Mit Zahlen zum Erfolg
Valdez sieht sich selbst als Pionier im Online-Dating. Bereits vor Apps wie Tinder machte er es sich zum Hobby, Anmachsprüche in Massen zu versenden und deren Effizienz mithilfe von Tabellen zu dokumentieren. Er bezeichnet Online-Dating als „Zahlenspiel“ und will dieses nach eigenen Angaben effizienter gestalten. Auch heute wird noch mit vorgefertigten Antworten gearbeitet, deren Effektivität in einem automatisierten System gespeichert wird. Mitarbeiter müssen lediglich Stichwörter eingeben, um eine möglichst passende Aussage zu finden.

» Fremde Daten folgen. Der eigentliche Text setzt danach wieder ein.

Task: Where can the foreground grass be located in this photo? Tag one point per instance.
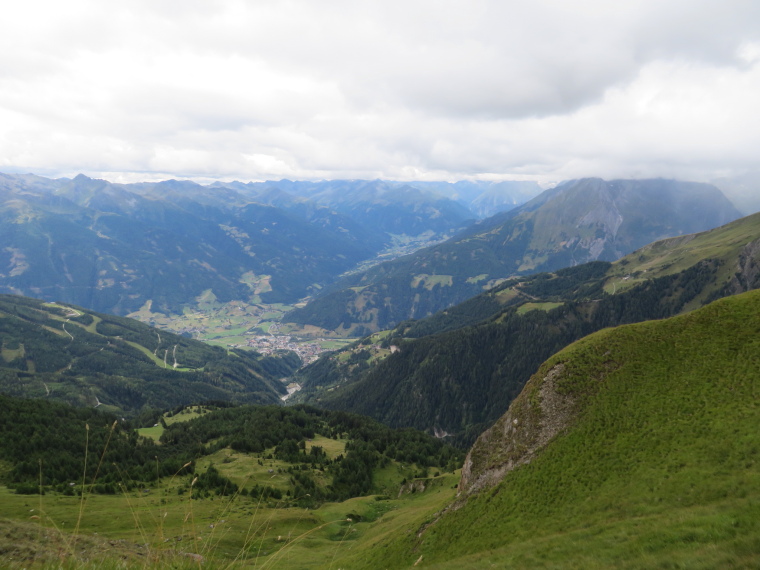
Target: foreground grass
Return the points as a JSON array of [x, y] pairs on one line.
[[158, 528], [661, 467]]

Die Idee für ViDA kam Valdez 2009, als er „60 bis 70 Stunden pro Woche gearbeitet habe und keine Zeit für Online-Dating hatte“. Das Geschäft scheint lukrativ zu sein, das Unternehmen beschäftigt derzeit 80 Mitarbeiter und zählt mehr als 2500 Kunden. Diese bezahlen, je nach Dienst, zwischen 495 und 1695 US-Dollar pro Monat. Die meisten Kunden seien wohlhabende Männer in ihren Dreißigern, die „mehr Geld als Zeit haben“. Verheiratete Männer und Frauen werden nicht akzeptiert, so Valdez.
Unwürdiges Verhalten
Stuart-Ulin hat das Unternehmen mittlerweile verlassen. Sie kritisiert, Unternehmen wie ViDA würden lediglich Geschlechterstereotypen verstärken und dafür sorgen, dass Online-Dating für viele Menschen eine unangenehme Erfahrung bleibt. So hätten sich des öfteren Frauen, denen "Closer" die Telefonnummer abgerungen hatten, gemeldet, weil sie nie von den Kunden der Agentur kontaktiert wurden. Dieses als "Ghosting" bekannte Verhalten - die andere Person meldet sich einfach nicht mehr - ist mittlerweile weit verbreitet.
"Indem wir das Werben um potenzielle Partner an Roboter (und Roboter-ähnliche Menschen) abgeben, mögen wir uns vielleicht kurzfristig etwas Schmerz ersparen, aber es entwürdigt und vereinfacht uns und wird uns nicht dabei helfen, jemanden zu finden, der unsere Fehler akzeptiert", so Stuart-Ulin.